Existence and Success of Invasive Species
The existence of two species types, very common non-plastic (microevolutionary frozen, according to class II and III theories or elastic, according to class IV and V theories) and very rare plastic, offers a new explanation for the existence of invasive species. The transfer of a species to a new territory is a necessary, but not sufficient, condition for invasion. In the vast majority of cases, the species succumbs to competition with local species and dies out. Only a small fraction of introductions “succeed”. For example, red deer were introduced into New Zealand a total of 32 times and only the last attempt was successful; however, these deer now occupy the entire area of the southern island [12]. Similarly, the now excessively successful starling settled in America only after at least nine attempts [13]. Invasive success is usually preceded by a relatively long lag phase, in which the future invasive species peacefully coexists with native species in the limited area of their original introduction.
According to classical gradualistic evolutionary theories, native species, which are adapted to local conditions, should outcompete newly introduced species [14, 15]. According to the discussed class II-V punctuational theories, the ecological success of some newcomers is not very surprising. During the introduction and lag phase, the genetic polymorphism of an introduced population decreases, which could result in the conversion of a non-plastic species to the plastic state [16]. Non-plastic species are best adapted to the conditions existing at the time of their origin (past conditions), while plastic species can adapt to current conditions. Moreover, plastic species can outcompete non-plastic species in the coevolutionary arms-race.
Data on the evolutionary plasticity (evolvability) of invasive species are rather scarce [17–19]; however, e.g., the invasive grass Phalaris arundinacea demonstrates greater heritability and higher evolutionary plasticity (greater response of the phenotype to the local conditions) in North America than in its original area in Europe [20]. In accordance with the predictions of punctuational theories, parthenogenetic species (which always have much greater heritability of fitness than sexual species) [21] and polyploid species (which have often slipped through a genetic bottleneck as species of peripatric origin) [19] are over-represented among invasive species.
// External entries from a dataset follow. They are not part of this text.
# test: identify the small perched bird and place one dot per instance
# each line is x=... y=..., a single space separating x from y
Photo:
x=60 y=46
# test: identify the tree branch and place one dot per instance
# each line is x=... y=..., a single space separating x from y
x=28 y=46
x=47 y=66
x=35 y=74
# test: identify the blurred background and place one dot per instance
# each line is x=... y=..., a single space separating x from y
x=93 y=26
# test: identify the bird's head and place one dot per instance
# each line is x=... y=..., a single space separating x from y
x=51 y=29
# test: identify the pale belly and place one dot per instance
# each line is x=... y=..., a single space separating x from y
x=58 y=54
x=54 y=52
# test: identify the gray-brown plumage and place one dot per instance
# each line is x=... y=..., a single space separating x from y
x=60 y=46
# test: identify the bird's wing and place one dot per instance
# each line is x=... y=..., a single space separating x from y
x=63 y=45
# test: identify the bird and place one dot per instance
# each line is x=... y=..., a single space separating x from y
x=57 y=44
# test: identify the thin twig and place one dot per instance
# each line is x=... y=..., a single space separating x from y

Low Efficiency of Domestication of Plant and Animal Species
The existence of only a low proportion of evolutionarily plastic species can also explain the fact that humans have succeeded in domesticating only a negligible number of plant and animal species [22]. Only plastic species can adapt to the drastically changed conditions of life in captivity without a substantial reduction in viability and fertility. Class III, IV and V punctuational theories of evolution explicitly or implicitly suggest that domestication should be successful mostly in young, unfrozen species. It is worth recalling that most selection experiments were performed either on domestic animals, probably with lower genetic variance from the very beginning, [22] or on small populations that had passed through a narrow bottleneck just before, or at the beginning of, the experiment. Therefore, the ability of a species to respond to selection is probably overestimated and the natural elasticity is underestimated by the results of these experiments or of long-term selection programs performed on domesticates [23].
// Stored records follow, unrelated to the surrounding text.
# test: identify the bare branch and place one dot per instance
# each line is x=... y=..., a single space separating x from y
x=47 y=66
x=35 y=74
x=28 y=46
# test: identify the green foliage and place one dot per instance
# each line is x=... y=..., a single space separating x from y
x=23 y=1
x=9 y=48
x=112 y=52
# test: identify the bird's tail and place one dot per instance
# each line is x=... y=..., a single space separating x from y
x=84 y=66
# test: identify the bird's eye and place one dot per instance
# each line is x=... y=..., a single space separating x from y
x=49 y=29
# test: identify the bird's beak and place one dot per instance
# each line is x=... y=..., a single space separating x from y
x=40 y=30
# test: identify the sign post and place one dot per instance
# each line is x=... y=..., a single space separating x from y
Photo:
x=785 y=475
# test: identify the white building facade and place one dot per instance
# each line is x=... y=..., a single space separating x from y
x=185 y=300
Class III, IV and V punctuational theories predict that most varieties of domesticated plants would have been derived from species with a capacity for vegetative reproduction, e.g. by means of tubers, rhizomes or grafts, or from self-pollinating species [22]. The plasticity of asexual species is higher than that of sexual species, and that plasticity is greater in self-pollinating species than in cross-pollinating species [24]. Therefore, these species can be more readily changed by artificial selection. On the other hand, sexually reproducing and cross-pollinating varieties should be more stable and lose properties acquired by artificial selection more slowly. Due to natural selection, a plastic variety has a tendency to increase its fertility at the expense of properties useful for man. In contrast, a sexually reproducing (elastic) variety can only respond to selection to a certain degree, and therefore cannot lose its useful properties due to natural selection. It was reported in the older literature that the varieties of cross-pollinating rye usually remained in seed company catalogues much longer than did those of self-pollinating wheat [24].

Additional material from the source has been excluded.